Pu-erh - Beginning in 2014, I finally chose to dive into pu-erh! Standard parameters when I brew ripened pu-erh in my 150 ml gaiwan (I also own an 11 oz Yixing):
First I do a 15" rinse with near boiling water. Then for each successive steeping I add Stevia.
……….1st: Near boiling, 0.5’
……….2nd: Boiling , 1’
……….3rd: Boiling , 1.5’
etc. Until there is no flavor, or I ran out of time and energy.

I hope to ‘streamline’ my reviews going forward, so, hopefully, they are a little less technical and dry (and perhaps even stilted), and a little more organic and experiential (and hopefully, flowing); this somewhat new approach to reviews is a kind of metaphor for where my life is headed right now, and is one reason why I write reviews: as a kind of time-capsule of where I was in my life at that time.

Tea Rating scale:

1 – 29: There is no reason to even think about drinking this stuff again.
30-49: I may drink it if someone else brewed it up, but I would not bother brewing it up myself let alone bother buying any.
50 – 59: I like something about it, and I may brew it up if I already have some, but I would not buy any more of it.
60 – 69: I like a few things about it, and I may buy it if the price is right.
70 – 79: This is a tea I enjoy and would drink fairly regularly as long as it is reasonably priced.
80 – 89: A tea I will drink as often as I can, and will likely try to buy some when I run out (as long as it’s affordable).
90 – 99: This has everything I look for in the best of teas: beauty in appearance, a delightful aroma, and most importantly, depth and yummy-ness in its flavor.
100: Perfect.

My primary interest is in artisan loose-leaf Chinese green, red and ripe pu-erh tea, although I enjoy a white and an oolong tea every now and then as well. Here and there I brew a few of the other true teas and an occasional herbal.
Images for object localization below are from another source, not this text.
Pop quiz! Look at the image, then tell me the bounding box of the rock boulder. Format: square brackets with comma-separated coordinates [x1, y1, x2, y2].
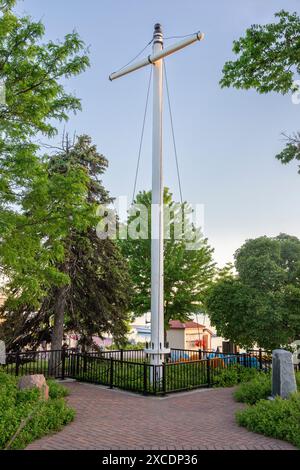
[18, 374, 49, 400]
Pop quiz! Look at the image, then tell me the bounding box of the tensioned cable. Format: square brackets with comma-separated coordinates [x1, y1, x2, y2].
[164, 32, 198, 40]
[110, 39, 153, 76]
[132, 66, 153, 203]
[163, 60, 183, 204]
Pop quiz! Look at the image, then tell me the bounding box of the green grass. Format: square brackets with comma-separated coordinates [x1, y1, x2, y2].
[0, 371, 75, 450]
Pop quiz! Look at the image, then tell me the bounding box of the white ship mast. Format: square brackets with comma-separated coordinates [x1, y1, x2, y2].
[109, 24, 204, 375]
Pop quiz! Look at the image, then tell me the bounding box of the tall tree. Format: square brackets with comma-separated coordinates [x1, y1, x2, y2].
[119, 189, 215, 331]
[0, 0, 90, 304]
[220, 10, 300, 171]
[205, 234, 300, 350]
[0, 135, 132, 351]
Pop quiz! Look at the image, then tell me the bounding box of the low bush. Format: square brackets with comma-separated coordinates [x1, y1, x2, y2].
[234, 373, 271, 404]
[234, 371, 300, 405]
[296, 371, 300, 389]
[212, 365, 259, 388]
[48, 379, 70, 399]
[236, 393, 300, 448]
[0, 371, 75, 449]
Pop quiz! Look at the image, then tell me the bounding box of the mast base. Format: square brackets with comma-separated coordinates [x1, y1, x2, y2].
[144, 347, 170, 357]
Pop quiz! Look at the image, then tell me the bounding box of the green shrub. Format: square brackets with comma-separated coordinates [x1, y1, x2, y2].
[47, 379, 70, 399]
[236, 393, 300, 448]
[212, 365, 259, 388]
[296, 371, 300, 390]
[234, 373, 271, 404]
[9, 397, 75, 449]
[234, 370, 300, 405]
[0, 371, 75, 450]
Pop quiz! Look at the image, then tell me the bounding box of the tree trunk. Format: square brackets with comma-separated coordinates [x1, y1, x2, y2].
[49, 284, 68, 376]
[51, 285, 68, 350]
Since I choose to live on a very limited income (‘Voluntary Simplicity’), I have to be very conscience about how much I pay for tea. In reading their Tea Enthusiast’s books, Mary Lou and Robert J. Heiss sold me on the wonders of artisan teas. Thankfully I have found that there is affordable, artisan tea out there; it’s just like anything else that has true value: it takes hard work, dedication and at least a little persistence to find it.

I came to tea out of a desire to find something to help calm and focus my mind as naturally as possible. My mind is very active, so to speak, and at times I find it very difficult to focus and keep myself centered. For years now I have been practicing Yoga daily along with others things to help me to stay relaxed and present, but I found I wanted a little something extra to help me start the day; the theanine in green tea seems to help me in this.
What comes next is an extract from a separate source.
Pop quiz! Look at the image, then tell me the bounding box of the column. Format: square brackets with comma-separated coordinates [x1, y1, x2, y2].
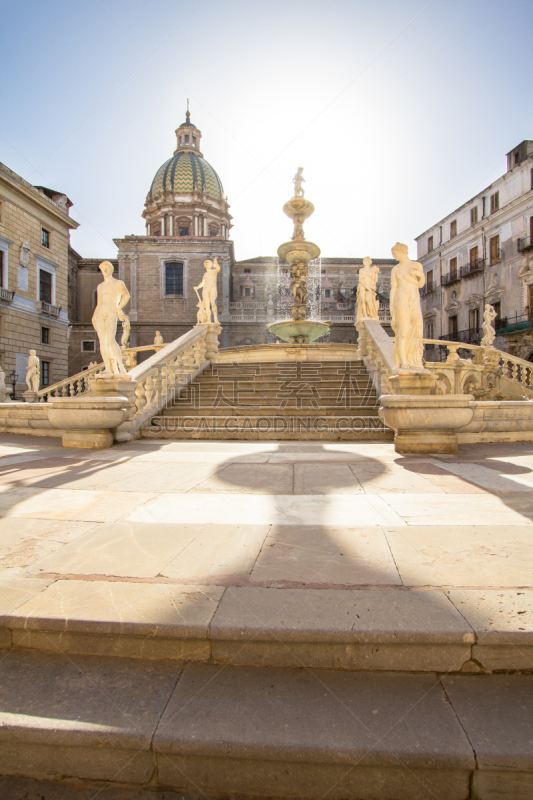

I have been enjoying loose-leaf tea since November of 2010.

I enjoy connecting with others about tea.

I drink Stevia with just about all of my tea (no sugar or artificial sweeteners).

I drink a pot of green tea every day in the AM (usually steeped three times over the course of the day), sharing it with my wife.
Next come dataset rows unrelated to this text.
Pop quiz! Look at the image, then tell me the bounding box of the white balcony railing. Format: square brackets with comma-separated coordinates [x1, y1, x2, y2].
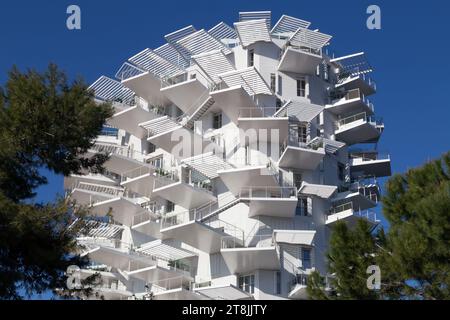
[328, 202, 378, 223]
[331, 88, 374, 112]
[221, 234, 274, 249]
[337, 73, 377, 92]
[336, 112, 383, 130]
[239, 186, 297, 199]
[91, 143, 147, 163]
[121, 166, 153, 183]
Each tea in my cupboard is carefully and colorfully labeled in a tin or in a jar that used to hold something else (I love to reuse things!) .

I have three teapots: a glass Bodum – I don’t use the metal infuser/press anymore (greens), a 16 oz glass Victorian (to brew greens and whites, and to use as a pot to decant other teas into), and an 11 oz Yixing (ripe Pu-erh only). (New in 2014) I also one a number of gaiwans ranging in volume from from 125 ml to 250ml.

I tend to be direct, straightforward and honest when I post anything to the discussion boards. I take the approach that everything I say is stated with the implied disclaimer: In My Humble Opinion (i.e. IMHO). I may occasionally emphasize this point, where appropriate. I view your comments in the same way. You are in no way obligated to read what I have posted. And I am in no way similarly obligated to you.

Sitting with my cup of tea I greet the day in anticipation of new discoveries along the way.